Composers Now: The origins
Composers Now was born shortly after the 2008 collapse on Wall Street when composers Tania León and I were having dinner, and the conversation veered from the recession to Cuba after Castro to the show at the Met to Michelle Obama’s hairstyle to the challenges that each composer faces when he or she is alone, facing the empty manuscript page, and wondering, “What am I going to say in this piece??” We talked about how invisible composers are in the societal and cultural fabric as compared to writers and visual artists.
Composers are the invisible members of the musical ecosystem. We see the performers who play the music, but we almost never see, talk to, and get to know the people who created the music being performed, the people whose stories are being told. Most of us never meet the composer who lives next door to us, sits next to us on the subway, stands ahead of us on the line at the deli, or works out with us at the gym.

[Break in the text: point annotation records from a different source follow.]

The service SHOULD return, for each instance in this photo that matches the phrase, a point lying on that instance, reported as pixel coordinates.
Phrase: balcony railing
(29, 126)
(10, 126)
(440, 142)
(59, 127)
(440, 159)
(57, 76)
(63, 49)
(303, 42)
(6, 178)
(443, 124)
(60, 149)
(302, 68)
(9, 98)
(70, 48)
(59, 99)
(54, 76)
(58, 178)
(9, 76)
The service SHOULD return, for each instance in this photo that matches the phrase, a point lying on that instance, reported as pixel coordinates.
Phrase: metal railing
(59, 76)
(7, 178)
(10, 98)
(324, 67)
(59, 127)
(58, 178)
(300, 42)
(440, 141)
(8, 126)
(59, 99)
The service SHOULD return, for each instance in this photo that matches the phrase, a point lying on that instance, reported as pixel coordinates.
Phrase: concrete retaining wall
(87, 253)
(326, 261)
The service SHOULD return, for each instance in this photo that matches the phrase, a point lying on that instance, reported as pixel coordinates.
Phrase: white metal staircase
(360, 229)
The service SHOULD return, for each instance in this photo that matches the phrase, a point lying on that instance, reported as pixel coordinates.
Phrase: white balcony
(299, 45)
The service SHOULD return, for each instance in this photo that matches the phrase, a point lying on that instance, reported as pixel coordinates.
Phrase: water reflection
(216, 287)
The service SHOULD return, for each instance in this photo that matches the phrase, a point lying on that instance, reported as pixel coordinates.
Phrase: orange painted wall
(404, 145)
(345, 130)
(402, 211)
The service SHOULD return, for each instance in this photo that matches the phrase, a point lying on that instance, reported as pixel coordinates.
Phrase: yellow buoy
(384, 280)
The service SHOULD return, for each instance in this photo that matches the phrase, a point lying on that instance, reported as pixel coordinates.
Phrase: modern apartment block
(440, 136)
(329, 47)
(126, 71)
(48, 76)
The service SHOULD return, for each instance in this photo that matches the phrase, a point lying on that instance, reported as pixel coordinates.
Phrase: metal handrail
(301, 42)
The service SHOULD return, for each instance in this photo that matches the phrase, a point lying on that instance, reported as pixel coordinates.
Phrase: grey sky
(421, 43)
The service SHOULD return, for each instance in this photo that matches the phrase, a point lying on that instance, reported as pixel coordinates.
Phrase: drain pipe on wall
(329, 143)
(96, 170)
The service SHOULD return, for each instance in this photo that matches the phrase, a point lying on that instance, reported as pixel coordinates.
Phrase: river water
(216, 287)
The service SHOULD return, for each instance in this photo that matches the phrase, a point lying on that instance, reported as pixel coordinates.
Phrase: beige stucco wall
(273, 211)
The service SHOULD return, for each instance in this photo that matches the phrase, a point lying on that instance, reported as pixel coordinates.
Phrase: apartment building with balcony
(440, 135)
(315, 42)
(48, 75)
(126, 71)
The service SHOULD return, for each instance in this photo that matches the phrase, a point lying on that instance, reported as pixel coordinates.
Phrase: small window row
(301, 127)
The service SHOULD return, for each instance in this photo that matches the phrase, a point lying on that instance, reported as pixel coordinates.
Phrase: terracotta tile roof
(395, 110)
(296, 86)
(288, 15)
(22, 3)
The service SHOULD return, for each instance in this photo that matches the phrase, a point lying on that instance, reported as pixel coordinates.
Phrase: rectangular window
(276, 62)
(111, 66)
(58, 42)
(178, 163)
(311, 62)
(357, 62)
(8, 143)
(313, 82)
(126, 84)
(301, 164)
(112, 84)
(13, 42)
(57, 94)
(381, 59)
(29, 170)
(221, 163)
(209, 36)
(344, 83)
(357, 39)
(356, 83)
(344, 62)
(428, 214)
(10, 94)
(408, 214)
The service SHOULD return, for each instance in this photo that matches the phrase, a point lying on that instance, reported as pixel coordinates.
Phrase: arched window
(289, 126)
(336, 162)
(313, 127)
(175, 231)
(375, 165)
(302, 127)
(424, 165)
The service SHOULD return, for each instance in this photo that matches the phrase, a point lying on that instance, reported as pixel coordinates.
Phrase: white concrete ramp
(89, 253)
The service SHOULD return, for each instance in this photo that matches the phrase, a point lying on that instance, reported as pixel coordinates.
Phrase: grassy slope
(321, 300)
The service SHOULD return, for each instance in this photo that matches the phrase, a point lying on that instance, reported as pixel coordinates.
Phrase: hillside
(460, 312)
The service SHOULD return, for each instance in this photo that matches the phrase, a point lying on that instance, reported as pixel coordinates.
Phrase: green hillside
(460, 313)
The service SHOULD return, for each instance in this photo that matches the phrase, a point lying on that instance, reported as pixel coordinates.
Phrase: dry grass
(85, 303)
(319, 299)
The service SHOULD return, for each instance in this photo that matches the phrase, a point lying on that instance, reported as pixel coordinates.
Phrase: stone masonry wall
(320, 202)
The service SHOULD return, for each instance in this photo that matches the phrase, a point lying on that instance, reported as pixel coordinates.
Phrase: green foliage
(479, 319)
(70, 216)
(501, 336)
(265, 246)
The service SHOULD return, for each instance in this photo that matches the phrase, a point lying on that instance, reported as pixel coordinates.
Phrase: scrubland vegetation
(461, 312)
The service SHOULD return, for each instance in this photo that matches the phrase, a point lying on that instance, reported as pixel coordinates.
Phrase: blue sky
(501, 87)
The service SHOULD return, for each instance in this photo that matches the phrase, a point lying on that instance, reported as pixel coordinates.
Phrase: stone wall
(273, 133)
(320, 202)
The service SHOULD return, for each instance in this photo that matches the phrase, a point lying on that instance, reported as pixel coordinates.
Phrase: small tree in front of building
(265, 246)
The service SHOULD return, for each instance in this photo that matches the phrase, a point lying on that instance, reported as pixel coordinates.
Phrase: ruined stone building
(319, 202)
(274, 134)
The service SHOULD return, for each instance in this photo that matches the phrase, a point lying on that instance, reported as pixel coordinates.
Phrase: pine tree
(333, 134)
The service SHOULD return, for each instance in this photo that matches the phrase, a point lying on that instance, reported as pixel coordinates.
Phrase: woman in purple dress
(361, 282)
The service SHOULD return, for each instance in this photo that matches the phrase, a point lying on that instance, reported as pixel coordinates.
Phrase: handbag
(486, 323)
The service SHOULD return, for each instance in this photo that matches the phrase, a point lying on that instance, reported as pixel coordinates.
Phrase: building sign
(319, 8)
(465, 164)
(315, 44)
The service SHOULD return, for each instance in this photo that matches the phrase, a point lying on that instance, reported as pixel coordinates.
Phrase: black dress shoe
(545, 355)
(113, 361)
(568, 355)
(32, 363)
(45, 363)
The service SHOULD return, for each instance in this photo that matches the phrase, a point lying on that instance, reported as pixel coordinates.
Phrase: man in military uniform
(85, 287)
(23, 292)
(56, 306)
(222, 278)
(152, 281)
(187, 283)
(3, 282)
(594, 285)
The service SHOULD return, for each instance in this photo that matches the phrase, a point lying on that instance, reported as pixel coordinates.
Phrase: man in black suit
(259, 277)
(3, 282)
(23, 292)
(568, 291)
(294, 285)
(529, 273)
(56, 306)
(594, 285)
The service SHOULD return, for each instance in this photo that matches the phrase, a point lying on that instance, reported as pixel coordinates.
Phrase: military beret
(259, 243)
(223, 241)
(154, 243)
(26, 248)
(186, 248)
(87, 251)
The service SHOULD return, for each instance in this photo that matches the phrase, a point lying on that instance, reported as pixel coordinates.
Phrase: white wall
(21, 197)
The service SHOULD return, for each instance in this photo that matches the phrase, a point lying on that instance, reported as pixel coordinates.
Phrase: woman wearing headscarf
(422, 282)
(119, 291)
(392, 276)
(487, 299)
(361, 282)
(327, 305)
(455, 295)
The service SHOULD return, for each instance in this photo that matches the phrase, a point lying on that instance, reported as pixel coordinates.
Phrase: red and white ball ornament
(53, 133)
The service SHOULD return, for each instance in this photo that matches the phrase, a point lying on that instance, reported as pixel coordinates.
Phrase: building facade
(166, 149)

Tania said that composers need what the poets have: a whole month and a Poet Laureate. People know that poets write words that touch us. Nobody thinks about composers; they just think the music is there without thinking about where it came from. We need to do something about this.
Birth of a New Arts Consortium
Around the same time as the dinner, I hosted another dinner at Symphony Space where a diverse group of New York’s mid-size presenters gathered to talk openly about the impact of the economic downturn on audiences and fundraising and all the usual concerns of non-profit arts institutions. I hoped to engender a sense of community and mutual support among presenters during stressful times, rather than competitiveness and mistrust. After a few meetings in Symphony Space’s wine bar, the group found its stride and began to share issues and ideas as trust developed. The concept was to have a non-hierarchical, freely structured consortium of mid-sized participants/presenters/organizations that could help each other negotiate what we all perceived was going to be a few rough years. The group grew with each successive meeting.
A New Music Festival Takes Shape
Back to Tania and the question of composer invisibility.
I said to Tania, “I think we make composers more visible if the consortium gets behind the idea that we can collaborate and make a festival about living composers making all kinds of music in all kinds of styles in all kinds of venues. Shall I ask them? Will you join me??”
Of course Tania agreed immediately, and at the next meeting, we presented the idea of joining forces to celebrate the composer and the group said yes. From these humble beginnings, rooted only in good will and armed only with positive energy, Composers Now began to find a form and other mid-sized presenters joined in.
Additionally, as soon as it was clear that a festival was beginning to take shape, I met with The New York Times Public Affairs group to plan a Speaking of the Arts evening at Symphony Space. The Times signed on and culture writer Daniel J. Wakin and a panel of composers—including Joan Tower, Arturo O’Farrill, Eisa Davis, Jeanine Tesori, and Henry Threadgill—will close the February 22nd marathon.